U.S. border agents patrolling the Swanton Sector recently warned against attempting to cross because of the frigid temperatures. (Wilson Ring/The Associated Press)

Charlie Barnett of Brome, Que., said he has lived near the U.S. border most of his life. The house he lived in for almost 20 years is located about 500 meters from the boundary line.

“In the last year, I’ve probably seen half a dozen people walking down the rails,” heading to the U.S., Barnett said.

The situation is getting worse

Kate Paarlberg-Kvam, who runs a nonprofit in southern Vermont called the Community Asylum Seekers Project, said her group has received calls from U.S. border agents asking if they can help asylum seekers who have recently crossed into the U.S. from Quebec.

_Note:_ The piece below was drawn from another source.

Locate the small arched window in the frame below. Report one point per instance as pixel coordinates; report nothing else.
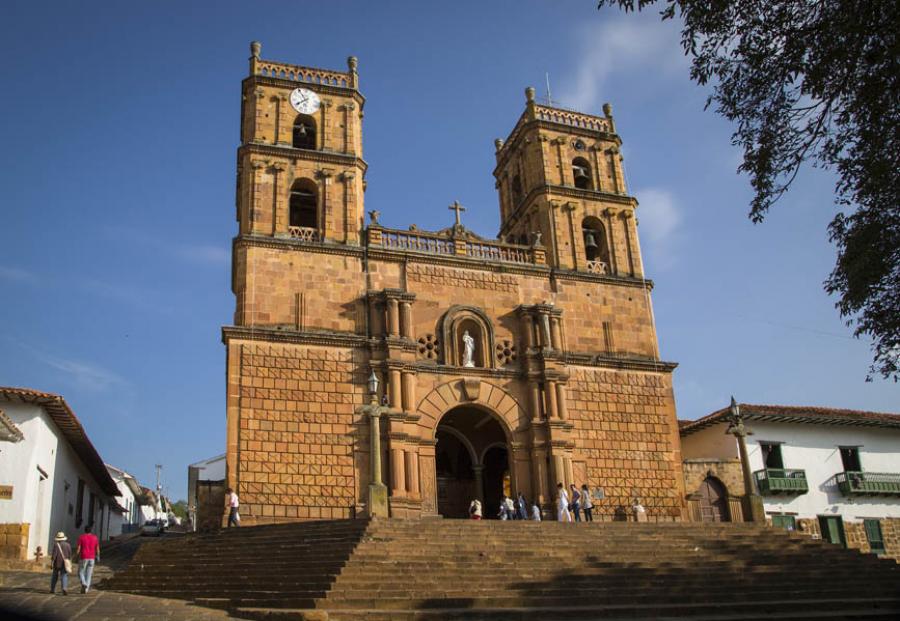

“I’m not surprised that this happened because the Biden administration has chosen … to deny people their legal rights. So, of course, they will find another place to cross,” said Paarlberg-Kvam in a telephone interview Thursday.

The US government, under President Joe Biden, has imposed pandemic-era restrictions on migrants crossing from Mexico. Earlier this year, it also announced a policy barring migrants from countries including Venezuela and Haiti from seeking asylum in the US, instead paving the way for two-year visas.

But Paarlberg-Kvam said the immigration process in the US is also backwards.

“It looks like the situation for asylum seekers on one side of the border is pretty tough, so it’s forcing people to try on the other side – it’s not always a very good thing when it comes in either direction,” he said.

Vermont police are investigating the death of Leos Cervantes. In a news release, the U.S. Attorney’s Office said she grabbed a tree and fell as border agents approached her, a man and another woman she was accompanying in Derby, Vermont, south of Stanstead.

Leos Reyes, his daughter, told the Montreal Journal that she had paid smugglers more than US$3,200 to help her cross. He said his father had asthma and had a sinus infection at the time.

The U.S. Attorney’s Office said police arrested Maria Constante-Zamora, 31, an Ecuadorian woman who lives in Connecticut.

Constante-Zamora was charged with “unlawfully attempting to transport three individuals in the United States while knowing or ignoring that they had arrived and entered the United States in violation of the law.”